1. A hybride prediction method usable in parallel computing processors comprising using strides for a last-value-prediction, for a stride-based value prediction and for a history-pattern-based value prediction.
2. The method according to
3. The method according to
4. The method according to
5. The method according to
6. A hybride prediction system comprising circuits corresponding to a first table having a first plurality of entries, each entry comprising a second plurality of stride fields, a stride history pattern field, and a pattern history table storing the same second plurality of counters and being arranged to be addressable by a two-table look-up mechanism using a stride history pattern (SHP) for selecting an entry in said second table, and the counters being arranged for being updated according to the occurrences of repeated strides or stride patterns.
7. The hybride prediction system according to
8. A sub-unit for use in microprocessor devices having at least one prediction system according to
9. A microprocessor device having at least one sub-unit according to
10. A computer system having a microprocessor device according to claim 9.

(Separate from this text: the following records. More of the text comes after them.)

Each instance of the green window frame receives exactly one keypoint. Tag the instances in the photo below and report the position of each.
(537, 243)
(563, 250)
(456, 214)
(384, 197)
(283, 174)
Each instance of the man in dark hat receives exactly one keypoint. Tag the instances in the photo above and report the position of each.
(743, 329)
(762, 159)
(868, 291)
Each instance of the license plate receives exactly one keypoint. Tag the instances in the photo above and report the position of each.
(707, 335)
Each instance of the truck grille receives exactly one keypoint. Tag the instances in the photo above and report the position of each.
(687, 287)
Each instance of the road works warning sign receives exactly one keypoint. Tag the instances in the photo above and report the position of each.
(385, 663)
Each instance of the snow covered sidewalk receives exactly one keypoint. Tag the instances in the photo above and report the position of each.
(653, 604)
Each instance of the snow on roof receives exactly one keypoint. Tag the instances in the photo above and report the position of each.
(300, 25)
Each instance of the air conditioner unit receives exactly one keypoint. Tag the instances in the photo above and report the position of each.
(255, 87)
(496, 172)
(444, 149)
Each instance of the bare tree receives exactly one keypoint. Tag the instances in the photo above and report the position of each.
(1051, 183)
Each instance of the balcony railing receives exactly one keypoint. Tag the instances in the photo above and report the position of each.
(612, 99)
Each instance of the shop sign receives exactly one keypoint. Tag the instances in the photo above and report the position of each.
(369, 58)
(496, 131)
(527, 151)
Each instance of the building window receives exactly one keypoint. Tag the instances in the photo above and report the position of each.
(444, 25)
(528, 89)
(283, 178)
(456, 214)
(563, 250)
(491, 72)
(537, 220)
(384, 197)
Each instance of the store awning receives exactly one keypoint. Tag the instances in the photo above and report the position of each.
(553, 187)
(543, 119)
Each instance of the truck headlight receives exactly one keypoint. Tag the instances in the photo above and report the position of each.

 This application claims priority from European patent application number 00111339.8, filed May 26, 2000, which is hereby incorporated herein by reference in its entirety.
 The present invention relates to performance improvements in superscalar computer systems. In particular, it relates to an improved method and system for hybride address prediction.
 To achieve higher performance most microprocessors are designed as superscalar processors having multiple execution units. The idea behind this concept is to increase instruction level parallelism further referred to herein as ILP. Because most instructions show dependencies which would lead to stalls in the processor's pipeline(s) until the dependency is resolved register renaming in combination with out-of-order execution allows improvements of ILP. Nonetheless a lot of dependencies still remain and prevent multiple instructions from being executed in parallel which leads to bubbles in the pipeline.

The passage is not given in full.